= Chicago-style politics =

American political catchphrase

"Chicago-style politics" is a phrase which has been used to refer to the city of Chicago, regarding its hard-hitting, sometimes corrupt politics. It was used to refer to the Republican machine in the 1920s run by William Hale Thompson, as when Time magazine said, "to Mayor Thompson must go chief credit for creating 20th Century Politics Chicago Style."

The phrase was also used to refer to the Democratic Party machine, or "boss", politics of Chicago during the twentieth century. Political scientist Harold Gosnell wrote the most detailed analysis in Machine Politics: Chicago Model (University of Chicago Press, 1937). Paul E. Peterson extended the term to cover School Politics, Chicago Style (University of Chicago Press, 1976). Paul Kleppner looked at ethnic politics in the city in "Mayoral Politics Chicago Style: The Rise and Fall of a Multiethnic Coalition, 1983-1989", National Political Science Review 5 (1995): 152–180.

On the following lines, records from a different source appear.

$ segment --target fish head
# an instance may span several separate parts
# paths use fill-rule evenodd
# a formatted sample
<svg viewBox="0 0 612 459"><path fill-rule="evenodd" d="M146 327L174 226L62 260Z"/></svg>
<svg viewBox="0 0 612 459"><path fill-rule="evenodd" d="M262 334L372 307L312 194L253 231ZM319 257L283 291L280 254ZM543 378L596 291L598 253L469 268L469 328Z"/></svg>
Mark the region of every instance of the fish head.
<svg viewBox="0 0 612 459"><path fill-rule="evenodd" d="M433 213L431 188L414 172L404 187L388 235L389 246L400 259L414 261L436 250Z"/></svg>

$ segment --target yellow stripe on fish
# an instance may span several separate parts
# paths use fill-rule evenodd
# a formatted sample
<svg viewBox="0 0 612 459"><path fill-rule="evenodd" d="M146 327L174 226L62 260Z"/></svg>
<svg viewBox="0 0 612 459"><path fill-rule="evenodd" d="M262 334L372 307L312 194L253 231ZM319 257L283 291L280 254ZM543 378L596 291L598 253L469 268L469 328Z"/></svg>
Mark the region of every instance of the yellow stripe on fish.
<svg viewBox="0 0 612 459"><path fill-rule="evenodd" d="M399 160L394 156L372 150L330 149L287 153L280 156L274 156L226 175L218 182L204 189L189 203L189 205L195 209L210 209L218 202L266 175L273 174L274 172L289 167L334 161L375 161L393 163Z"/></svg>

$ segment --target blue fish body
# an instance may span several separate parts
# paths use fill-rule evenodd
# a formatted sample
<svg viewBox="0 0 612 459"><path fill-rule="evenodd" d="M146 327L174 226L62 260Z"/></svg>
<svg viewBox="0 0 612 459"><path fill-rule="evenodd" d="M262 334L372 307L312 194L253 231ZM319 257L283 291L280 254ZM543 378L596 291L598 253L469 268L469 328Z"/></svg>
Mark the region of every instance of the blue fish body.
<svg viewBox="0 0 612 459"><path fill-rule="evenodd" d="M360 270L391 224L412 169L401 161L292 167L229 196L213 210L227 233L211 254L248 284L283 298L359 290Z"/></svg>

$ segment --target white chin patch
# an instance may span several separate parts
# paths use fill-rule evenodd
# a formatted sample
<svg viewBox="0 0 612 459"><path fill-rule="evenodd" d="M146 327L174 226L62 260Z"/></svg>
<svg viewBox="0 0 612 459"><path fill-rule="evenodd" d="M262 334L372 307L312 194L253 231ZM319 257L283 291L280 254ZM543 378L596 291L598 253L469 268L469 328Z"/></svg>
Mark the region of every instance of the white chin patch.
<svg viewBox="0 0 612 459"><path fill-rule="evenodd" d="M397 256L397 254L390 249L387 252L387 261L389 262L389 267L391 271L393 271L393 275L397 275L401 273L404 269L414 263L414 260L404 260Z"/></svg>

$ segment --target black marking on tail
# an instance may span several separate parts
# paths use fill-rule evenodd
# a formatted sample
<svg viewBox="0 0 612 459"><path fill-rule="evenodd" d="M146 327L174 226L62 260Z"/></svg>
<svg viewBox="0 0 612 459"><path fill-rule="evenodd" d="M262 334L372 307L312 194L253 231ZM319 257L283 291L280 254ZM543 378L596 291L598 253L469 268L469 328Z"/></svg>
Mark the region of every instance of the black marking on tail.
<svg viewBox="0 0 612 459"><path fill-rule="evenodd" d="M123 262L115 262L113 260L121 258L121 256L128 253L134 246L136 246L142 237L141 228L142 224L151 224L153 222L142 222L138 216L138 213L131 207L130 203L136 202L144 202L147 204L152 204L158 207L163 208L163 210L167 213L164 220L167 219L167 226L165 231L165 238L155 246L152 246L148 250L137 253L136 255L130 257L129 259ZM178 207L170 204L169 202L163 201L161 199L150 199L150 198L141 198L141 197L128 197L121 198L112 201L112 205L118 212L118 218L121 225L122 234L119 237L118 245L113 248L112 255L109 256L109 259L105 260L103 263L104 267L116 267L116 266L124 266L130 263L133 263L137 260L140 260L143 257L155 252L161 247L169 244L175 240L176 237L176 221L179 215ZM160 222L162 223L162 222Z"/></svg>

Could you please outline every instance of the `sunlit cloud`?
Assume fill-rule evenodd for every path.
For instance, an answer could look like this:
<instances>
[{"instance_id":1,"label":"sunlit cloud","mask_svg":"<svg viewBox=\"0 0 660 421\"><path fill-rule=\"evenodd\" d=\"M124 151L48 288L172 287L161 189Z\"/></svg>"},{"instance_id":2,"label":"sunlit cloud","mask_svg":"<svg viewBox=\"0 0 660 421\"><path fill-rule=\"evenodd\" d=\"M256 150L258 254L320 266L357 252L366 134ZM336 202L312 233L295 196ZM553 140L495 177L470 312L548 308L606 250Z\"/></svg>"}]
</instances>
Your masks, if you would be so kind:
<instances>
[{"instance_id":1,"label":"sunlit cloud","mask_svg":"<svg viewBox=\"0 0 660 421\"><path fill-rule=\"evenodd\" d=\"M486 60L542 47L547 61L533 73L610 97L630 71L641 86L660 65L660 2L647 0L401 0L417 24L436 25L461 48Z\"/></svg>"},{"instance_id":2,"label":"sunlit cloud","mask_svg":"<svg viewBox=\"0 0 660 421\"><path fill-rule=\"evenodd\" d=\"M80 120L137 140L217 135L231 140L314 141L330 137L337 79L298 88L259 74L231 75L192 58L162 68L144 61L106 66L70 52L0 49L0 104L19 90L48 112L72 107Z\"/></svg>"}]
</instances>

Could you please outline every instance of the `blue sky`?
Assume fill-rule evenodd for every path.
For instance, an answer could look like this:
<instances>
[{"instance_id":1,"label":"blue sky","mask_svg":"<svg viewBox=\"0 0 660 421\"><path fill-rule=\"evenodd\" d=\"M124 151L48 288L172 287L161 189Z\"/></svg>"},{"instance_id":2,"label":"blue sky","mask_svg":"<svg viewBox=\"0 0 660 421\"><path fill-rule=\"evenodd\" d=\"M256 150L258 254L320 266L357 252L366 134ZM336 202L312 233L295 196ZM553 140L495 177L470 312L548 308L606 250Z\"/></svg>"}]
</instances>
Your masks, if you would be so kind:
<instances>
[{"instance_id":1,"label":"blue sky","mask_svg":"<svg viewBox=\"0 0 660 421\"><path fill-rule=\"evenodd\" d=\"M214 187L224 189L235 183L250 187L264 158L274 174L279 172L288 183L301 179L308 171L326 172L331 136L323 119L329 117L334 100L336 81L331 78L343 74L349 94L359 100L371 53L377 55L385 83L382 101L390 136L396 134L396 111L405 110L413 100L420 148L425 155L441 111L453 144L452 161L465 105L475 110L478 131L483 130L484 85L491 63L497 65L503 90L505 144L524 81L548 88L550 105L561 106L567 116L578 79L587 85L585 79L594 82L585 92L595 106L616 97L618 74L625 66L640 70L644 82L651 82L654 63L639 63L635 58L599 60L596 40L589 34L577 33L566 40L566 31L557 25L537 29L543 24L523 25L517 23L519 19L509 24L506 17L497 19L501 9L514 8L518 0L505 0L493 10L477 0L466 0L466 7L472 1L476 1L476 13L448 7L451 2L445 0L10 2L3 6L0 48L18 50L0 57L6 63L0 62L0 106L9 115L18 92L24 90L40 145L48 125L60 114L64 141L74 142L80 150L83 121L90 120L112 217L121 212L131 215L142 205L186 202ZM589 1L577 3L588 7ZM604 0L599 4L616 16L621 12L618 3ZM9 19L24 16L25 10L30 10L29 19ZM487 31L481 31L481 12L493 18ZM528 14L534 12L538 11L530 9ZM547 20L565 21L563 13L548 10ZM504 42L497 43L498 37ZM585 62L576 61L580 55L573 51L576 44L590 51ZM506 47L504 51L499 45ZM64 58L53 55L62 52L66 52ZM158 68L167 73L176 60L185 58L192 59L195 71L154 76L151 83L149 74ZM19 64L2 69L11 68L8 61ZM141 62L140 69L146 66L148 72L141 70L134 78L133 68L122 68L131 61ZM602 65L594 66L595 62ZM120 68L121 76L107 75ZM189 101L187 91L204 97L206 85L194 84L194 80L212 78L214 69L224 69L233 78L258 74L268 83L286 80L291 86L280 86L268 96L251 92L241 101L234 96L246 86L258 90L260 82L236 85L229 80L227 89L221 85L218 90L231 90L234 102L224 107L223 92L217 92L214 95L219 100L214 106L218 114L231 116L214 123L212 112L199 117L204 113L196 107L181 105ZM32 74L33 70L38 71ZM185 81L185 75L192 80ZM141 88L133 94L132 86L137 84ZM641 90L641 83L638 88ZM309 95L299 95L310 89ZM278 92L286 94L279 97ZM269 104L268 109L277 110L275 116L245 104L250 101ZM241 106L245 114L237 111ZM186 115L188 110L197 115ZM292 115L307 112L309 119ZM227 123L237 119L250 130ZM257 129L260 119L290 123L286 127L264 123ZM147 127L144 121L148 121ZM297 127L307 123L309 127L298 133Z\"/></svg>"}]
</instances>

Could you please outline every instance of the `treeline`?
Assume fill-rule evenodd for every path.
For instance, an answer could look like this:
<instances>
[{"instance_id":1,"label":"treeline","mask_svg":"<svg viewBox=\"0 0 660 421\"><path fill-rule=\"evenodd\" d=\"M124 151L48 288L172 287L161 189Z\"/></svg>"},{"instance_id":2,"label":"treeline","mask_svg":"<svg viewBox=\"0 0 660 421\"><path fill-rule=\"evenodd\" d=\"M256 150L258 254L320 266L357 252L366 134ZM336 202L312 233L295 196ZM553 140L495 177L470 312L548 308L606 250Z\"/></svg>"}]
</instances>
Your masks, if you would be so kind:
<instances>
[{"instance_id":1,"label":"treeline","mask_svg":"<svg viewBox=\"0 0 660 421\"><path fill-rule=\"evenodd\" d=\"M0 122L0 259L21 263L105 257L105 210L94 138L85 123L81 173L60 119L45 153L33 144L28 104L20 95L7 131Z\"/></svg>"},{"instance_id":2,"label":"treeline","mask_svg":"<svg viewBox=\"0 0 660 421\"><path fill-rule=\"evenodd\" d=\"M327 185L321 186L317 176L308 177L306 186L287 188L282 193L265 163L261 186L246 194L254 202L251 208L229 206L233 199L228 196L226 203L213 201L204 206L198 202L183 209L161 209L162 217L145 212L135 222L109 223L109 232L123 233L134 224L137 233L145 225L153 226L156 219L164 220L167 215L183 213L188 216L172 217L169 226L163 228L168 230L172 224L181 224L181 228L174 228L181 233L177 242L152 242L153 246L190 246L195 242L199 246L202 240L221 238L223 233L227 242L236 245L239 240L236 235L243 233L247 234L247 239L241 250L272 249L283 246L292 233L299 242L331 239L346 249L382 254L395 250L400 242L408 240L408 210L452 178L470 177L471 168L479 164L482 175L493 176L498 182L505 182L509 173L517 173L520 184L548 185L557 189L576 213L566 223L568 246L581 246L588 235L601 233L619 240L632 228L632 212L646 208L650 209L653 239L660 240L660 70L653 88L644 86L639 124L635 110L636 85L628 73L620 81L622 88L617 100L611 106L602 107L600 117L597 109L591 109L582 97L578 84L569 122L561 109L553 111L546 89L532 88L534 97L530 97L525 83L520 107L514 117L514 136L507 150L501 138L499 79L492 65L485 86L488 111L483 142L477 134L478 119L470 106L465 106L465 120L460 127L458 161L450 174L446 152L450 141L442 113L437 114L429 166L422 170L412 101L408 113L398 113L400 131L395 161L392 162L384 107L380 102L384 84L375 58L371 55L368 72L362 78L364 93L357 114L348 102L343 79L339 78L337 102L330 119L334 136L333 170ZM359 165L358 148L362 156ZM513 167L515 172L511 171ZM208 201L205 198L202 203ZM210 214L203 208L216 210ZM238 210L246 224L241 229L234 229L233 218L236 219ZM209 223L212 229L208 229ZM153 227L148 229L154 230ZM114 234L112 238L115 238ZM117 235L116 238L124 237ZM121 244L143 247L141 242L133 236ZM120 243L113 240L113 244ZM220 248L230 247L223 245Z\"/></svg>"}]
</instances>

The term has been used by critics of the administration of Chicago Mayor Richard J. Daley, and to Chicago's history of political corruption more generally. More recently, the phrase was used by Republican Party politicians and activists during the 2008 presidential election and 2012 presidential election campaigns against Barack Obama, who had lived in Chicago since 1985.

The phrase has also been used in recent years to characterize a supposedly offensive "tough, take-no-prisoners approach to politics".

==Origins and meaning==
Journalists Chuck McCutcheon and David Mark have described the phrase "Chicago politics" as a reference to the "unsavory and even corrupt" aspects of politics in Chicago, and noted that in the heyday of the Chicago machine, this included patronage, nepotism, and "activities that regularly drew the attention of federal prosecutors." According to McCutcheon and Mark, Chicago Mayor Richard J. Daley's tenure as mayor "is often considered Chicago-style politics at its worst."

The term "Chicago-style politics" was often used as a shorthand for political corruption. In 1970, for example, historian Humbert Nelli suggested in a historical profile of early twentieth-century mafia boss Anthony D'Andrea that Andrea had possessed all the qualities necessary to excel at "Chicago-style politics" - namely, the need to be "cynical, vicious, corrupt, pragmatic and well connected with criminal elements."

Nelli had been referring to the politics of Chicago around 1910, but the phrase was also used to describe contemporary Chicago politics during the 1970s. In 1977, for example, Chicago Tribune reporter Stanley Ziemba described "charges of corrupt patronage systems, mob influence, and political clout and reprisals" as the hallmarks of "Chicago-style politics" while reporting on civic elections in Chicago's suburbs.

Reporters have often used the term in this way since the 1970s. In 2003, for example, Seattle Weekly editor David Brewster, said that "Chicago-style politics" were "coming to Seattle" in reference to a local scandal over campaign contributions, defining the phrase as "this whole muscling-the-opposition, reward-your-friends and punish-your-enemies, tough-guy politics."

==Use in 2008 and 2012 elections==
According to McCutcheon and Mark, the phrase "Chicago-style politics" took on "new resonance" in the political campaign advertisements of Republican presidential candidate John McCain when Democratic US Senator Barack Obama of Chicago, Illinois, ran for president in 2008. For example, McCain's political campaign said Obama practiced "Chicago-style politics", implying corruption.

Republican presidential primary candidate Mitt Romney introduced the phrase into the rhetoric of the 2012 presidential campaign when he described a recess appointment by President Obama as "Chicago-style politics at its worst." Romney supporters used "Chicago" as an epithet and referred disdainfully to "Chicago-style politics".

According to Jacob Weisberg of Slate magazine the phrase was "mainly" a way for Mitt Romney to "call Obama corrupt without coming out and saying so". The Chicago Tribune characterized the refrain as an attempt to discredit Obama through "guilt by geography", saying "Chicago has seen a goodly share of high- and low-profile officials and operatives shipped off to prison over the decades, and Republicans would like to prod voters into thinking that some of that dirt surely must have rubbed off on Obama." Drake University professor of political science Dennis Goldford, an expert on presidential politics, suggested that Republicans were using the phrase to imply that Obama was a product of an outdated large urban political organization based on unethical behavior and the use of force.